Needless to say there was no historic designation. The Oakland apartments remained neglected. The urban poor who lived there were exploited by an owner whose family
built clone plan housing ticky tacky in the far flung fourth ring suburbs.

After the major fire in September 2016, everyone was evicted, the suburban
owner decided to write it off as a loss, the brownstone was boarded and abandoned. It will be wrecked any day now. But who knows when since
the City swarm decided the once public wrecking permit information is
now deliberately with-held from the pesky public.
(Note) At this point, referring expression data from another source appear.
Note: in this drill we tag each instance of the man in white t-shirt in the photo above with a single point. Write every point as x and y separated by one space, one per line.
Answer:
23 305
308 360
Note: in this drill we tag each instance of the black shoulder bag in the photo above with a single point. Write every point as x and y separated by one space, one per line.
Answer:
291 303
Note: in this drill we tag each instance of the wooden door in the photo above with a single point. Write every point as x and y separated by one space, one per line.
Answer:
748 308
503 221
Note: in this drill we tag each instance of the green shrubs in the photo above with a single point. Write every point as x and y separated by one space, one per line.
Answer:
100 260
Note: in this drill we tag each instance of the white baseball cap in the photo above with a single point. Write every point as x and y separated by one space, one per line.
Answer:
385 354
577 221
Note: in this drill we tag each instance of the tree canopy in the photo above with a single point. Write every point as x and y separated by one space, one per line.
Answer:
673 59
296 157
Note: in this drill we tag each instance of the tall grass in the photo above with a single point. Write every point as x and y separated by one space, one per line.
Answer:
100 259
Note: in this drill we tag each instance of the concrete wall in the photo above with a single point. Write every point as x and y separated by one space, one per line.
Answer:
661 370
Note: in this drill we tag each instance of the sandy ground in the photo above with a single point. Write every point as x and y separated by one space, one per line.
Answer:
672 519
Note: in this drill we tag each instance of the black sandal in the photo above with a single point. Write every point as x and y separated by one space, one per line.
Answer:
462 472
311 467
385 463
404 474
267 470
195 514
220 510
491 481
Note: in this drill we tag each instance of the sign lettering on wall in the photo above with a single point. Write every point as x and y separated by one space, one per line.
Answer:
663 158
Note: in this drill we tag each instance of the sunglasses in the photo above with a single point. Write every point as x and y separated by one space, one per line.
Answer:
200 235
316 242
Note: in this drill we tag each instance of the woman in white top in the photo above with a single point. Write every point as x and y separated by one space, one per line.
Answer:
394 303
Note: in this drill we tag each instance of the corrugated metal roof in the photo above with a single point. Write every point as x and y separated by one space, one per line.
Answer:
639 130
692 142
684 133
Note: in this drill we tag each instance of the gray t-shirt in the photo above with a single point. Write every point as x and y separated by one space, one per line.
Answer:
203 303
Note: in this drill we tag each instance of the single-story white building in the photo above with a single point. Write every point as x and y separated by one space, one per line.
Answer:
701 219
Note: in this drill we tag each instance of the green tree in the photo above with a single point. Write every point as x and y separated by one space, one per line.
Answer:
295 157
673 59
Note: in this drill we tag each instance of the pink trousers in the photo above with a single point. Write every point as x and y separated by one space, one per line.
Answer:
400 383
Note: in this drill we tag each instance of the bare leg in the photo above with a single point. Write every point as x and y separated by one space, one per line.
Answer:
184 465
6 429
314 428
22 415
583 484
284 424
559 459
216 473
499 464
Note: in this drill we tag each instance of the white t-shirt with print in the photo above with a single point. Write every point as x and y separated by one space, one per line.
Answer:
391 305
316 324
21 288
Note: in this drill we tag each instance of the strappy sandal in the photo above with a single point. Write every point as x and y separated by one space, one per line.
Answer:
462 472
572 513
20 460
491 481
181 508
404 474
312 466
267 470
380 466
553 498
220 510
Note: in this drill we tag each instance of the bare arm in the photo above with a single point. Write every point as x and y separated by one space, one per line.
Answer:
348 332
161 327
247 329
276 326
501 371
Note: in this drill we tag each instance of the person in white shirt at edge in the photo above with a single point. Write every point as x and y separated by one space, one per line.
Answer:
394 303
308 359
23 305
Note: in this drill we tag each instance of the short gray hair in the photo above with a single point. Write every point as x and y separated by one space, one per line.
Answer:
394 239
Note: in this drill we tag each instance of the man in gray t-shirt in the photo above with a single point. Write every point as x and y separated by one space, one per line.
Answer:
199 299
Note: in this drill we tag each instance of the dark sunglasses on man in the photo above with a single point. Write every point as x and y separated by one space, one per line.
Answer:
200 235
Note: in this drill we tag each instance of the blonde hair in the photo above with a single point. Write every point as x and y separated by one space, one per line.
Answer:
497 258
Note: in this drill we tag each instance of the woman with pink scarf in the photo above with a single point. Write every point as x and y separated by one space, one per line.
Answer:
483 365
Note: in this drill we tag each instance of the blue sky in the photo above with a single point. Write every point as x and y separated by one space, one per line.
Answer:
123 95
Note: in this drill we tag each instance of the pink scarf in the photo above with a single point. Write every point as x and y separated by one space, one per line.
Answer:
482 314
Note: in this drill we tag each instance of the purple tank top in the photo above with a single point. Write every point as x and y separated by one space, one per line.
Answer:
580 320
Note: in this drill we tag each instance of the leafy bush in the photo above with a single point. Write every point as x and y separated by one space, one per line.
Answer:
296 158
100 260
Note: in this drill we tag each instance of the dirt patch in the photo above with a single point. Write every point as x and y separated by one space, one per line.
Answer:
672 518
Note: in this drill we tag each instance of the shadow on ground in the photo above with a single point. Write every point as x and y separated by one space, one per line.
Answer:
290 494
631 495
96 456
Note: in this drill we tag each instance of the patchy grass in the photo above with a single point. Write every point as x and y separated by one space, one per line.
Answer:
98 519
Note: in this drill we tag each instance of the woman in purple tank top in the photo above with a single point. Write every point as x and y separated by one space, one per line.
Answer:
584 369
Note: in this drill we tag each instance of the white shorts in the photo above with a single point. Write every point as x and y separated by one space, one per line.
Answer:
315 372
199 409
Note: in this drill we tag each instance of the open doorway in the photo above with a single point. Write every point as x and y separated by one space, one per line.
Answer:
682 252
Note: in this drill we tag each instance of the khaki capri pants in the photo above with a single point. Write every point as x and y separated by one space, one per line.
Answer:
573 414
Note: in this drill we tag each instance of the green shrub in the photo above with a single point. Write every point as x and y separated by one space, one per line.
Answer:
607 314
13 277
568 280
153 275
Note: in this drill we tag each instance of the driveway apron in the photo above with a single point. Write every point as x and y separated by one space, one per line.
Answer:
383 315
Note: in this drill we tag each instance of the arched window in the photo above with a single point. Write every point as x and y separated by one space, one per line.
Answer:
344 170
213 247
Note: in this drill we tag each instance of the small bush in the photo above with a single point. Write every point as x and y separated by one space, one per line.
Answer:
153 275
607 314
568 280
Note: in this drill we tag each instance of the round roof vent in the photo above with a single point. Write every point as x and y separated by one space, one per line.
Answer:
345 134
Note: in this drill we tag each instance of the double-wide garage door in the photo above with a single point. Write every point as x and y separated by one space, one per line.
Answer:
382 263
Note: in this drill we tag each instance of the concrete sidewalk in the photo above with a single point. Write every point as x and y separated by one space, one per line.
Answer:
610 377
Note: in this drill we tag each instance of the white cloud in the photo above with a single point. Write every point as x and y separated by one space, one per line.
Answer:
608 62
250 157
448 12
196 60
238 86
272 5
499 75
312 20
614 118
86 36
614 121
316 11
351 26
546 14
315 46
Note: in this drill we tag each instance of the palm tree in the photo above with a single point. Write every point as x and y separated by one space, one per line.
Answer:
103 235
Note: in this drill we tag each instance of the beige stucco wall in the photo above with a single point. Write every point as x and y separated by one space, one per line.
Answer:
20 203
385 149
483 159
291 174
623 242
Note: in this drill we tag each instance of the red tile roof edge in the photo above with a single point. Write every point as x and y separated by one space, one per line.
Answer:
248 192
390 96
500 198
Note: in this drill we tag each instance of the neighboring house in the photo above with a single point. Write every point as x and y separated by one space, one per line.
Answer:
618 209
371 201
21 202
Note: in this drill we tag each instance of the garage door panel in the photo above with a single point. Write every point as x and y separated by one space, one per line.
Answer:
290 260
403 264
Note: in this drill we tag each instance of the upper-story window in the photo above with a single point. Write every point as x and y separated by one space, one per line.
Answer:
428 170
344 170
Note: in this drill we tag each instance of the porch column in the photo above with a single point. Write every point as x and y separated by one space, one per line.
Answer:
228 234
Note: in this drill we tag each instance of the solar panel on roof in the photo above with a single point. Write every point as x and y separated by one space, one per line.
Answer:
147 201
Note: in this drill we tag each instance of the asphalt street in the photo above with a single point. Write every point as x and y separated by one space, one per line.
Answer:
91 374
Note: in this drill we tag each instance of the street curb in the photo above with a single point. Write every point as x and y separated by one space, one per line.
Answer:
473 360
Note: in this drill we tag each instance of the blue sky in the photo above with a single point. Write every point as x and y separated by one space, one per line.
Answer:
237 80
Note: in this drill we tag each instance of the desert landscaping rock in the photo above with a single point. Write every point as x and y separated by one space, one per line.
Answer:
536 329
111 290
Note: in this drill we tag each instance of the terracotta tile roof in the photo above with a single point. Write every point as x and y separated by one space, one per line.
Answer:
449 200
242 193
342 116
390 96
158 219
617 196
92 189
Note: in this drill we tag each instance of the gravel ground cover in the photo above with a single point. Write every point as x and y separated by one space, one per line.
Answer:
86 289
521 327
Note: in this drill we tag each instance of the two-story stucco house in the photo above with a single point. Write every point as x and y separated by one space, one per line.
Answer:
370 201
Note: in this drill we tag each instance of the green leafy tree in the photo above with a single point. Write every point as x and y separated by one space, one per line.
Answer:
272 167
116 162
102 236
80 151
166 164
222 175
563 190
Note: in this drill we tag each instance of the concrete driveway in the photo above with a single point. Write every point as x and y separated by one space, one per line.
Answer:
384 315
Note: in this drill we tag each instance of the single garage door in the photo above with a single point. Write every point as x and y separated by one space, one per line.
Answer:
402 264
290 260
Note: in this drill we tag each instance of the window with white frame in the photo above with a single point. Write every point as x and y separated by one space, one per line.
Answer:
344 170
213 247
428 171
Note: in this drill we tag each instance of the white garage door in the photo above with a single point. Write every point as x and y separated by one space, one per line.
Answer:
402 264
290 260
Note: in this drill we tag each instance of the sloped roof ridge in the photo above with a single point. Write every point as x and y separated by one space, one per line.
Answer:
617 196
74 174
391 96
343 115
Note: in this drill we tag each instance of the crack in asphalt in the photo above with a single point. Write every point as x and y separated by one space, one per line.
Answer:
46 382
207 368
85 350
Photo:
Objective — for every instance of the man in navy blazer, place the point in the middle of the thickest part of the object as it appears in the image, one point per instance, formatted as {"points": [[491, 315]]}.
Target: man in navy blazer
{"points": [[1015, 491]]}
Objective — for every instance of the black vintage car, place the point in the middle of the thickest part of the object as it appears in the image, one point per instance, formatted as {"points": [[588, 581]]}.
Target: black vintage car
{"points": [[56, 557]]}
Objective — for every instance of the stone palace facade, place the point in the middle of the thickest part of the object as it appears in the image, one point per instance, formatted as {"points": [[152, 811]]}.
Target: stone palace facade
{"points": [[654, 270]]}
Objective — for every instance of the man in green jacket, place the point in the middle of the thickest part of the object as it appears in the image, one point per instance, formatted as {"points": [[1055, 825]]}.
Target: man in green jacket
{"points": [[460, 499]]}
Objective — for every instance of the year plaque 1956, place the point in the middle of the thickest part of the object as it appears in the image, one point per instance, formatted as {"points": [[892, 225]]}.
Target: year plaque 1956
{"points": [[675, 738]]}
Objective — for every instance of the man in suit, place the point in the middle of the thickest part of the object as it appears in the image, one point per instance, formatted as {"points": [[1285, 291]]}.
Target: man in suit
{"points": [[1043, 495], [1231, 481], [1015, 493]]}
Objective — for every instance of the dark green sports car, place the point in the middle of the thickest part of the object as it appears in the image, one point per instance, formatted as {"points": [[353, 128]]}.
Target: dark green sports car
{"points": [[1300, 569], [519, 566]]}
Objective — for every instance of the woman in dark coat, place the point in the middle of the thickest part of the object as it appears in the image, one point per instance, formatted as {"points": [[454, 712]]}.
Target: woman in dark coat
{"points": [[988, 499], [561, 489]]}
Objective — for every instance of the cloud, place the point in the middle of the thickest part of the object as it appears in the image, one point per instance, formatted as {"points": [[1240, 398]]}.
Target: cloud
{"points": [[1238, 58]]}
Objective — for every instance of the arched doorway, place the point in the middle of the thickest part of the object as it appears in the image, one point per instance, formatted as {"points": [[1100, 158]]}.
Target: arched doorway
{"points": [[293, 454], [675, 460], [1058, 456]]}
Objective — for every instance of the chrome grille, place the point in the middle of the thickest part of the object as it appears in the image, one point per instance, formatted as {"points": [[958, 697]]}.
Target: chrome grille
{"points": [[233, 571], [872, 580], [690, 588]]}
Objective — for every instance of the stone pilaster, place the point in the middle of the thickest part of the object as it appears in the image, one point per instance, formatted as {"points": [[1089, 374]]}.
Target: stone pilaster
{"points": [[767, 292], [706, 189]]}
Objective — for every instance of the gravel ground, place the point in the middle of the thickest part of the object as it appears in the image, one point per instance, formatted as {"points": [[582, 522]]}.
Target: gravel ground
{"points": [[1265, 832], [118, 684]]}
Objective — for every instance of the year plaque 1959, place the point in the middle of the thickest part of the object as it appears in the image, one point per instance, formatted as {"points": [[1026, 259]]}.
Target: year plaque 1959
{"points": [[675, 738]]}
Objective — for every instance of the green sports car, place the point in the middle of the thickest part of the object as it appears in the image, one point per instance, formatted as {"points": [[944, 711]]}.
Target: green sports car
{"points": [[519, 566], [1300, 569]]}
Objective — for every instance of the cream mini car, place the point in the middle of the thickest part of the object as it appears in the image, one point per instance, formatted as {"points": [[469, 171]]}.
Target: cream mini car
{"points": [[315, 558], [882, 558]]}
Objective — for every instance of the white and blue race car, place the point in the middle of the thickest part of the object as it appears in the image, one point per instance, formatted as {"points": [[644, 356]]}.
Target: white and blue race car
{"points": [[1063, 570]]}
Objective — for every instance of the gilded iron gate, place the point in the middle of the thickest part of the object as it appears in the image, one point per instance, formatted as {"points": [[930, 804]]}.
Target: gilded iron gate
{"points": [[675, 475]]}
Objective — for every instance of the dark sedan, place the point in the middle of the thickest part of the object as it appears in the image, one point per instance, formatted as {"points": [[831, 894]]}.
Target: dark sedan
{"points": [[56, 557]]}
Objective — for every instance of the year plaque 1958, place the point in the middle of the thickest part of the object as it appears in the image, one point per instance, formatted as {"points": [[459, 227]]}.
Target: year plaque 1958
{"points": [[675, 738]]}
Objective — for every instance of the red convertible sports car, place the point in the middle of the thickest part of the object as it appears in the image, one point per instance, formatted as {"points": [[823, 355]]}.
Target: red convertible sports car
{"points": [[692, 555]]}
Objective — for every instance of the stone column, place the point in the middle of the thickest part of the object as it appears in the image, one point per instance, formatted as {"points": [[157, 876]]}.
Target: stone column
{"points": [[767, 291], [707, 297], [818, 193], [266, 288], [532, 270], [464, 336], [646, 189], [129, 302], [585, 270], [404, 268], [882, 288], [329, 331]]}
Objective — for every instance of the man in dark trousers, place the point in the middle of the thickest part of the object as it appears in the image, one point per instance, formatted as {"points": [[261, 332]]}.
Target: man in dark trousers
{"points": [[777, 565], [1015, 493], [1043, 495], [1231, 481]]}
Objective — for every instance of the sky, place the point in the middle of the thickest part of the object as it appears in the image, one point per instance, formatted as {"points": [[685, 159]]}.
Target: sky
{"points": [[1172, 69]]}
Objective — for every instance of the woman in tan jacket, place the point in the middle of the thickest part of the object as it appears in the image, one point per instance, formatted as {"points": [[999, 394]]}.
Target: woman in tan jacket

A building it is attached to (the Seton Guild) a purveyor of legal marijuana,
ponders its own unsettled fate. The journalists rather than calling for
the building’s restoration speculate about large scale developments.
More More More.

Farkitecture Follies award #2
Greedy suburban slumvestors who exploit historic buildings and discard their tenants
City employees and officials who think “good riddance let’s rake in the bribes for another megamonstrosity, and a “Preservation Alliance” too cowardly and too covetous of corporate money to publish an Endangered list anymore.

Farkitecture Follies pt 1

Arbitrary

Saint Anthony Falls, a sacred site for the Dakotah and Ojibwe..where the City of Minneapolis was founded. The river, the falls, a wild and powerful beauty. The flour and lumber industries took their energy from the river. Citizens and historians created guidelines to protect the historic district. Yet Developers built apartment towers and others plan to over-run the district with more apartments and condos, destroying the historic buildings, poisoning and controlling the power of nature, disregarding and dishonoring the sacred.
In their determination to acquire, conquer and destroy, they have a corrupt ambitious partner who has rewritten laws, removed obstacles, made backroom deals and accepted campaign contributions. He has declared that he will make his own history by destroying ours. A group of citizens has filed suit to stop the tower that will set in motion more engines of destruction.
They have fought but they will loose. The justice system is as broken and corrupt as the process at City Hall.

Farkitecture Follies award 1: The Arbitrary and Capricious corruption and prostitution of the public self serve ants at Minneapolis City Hall.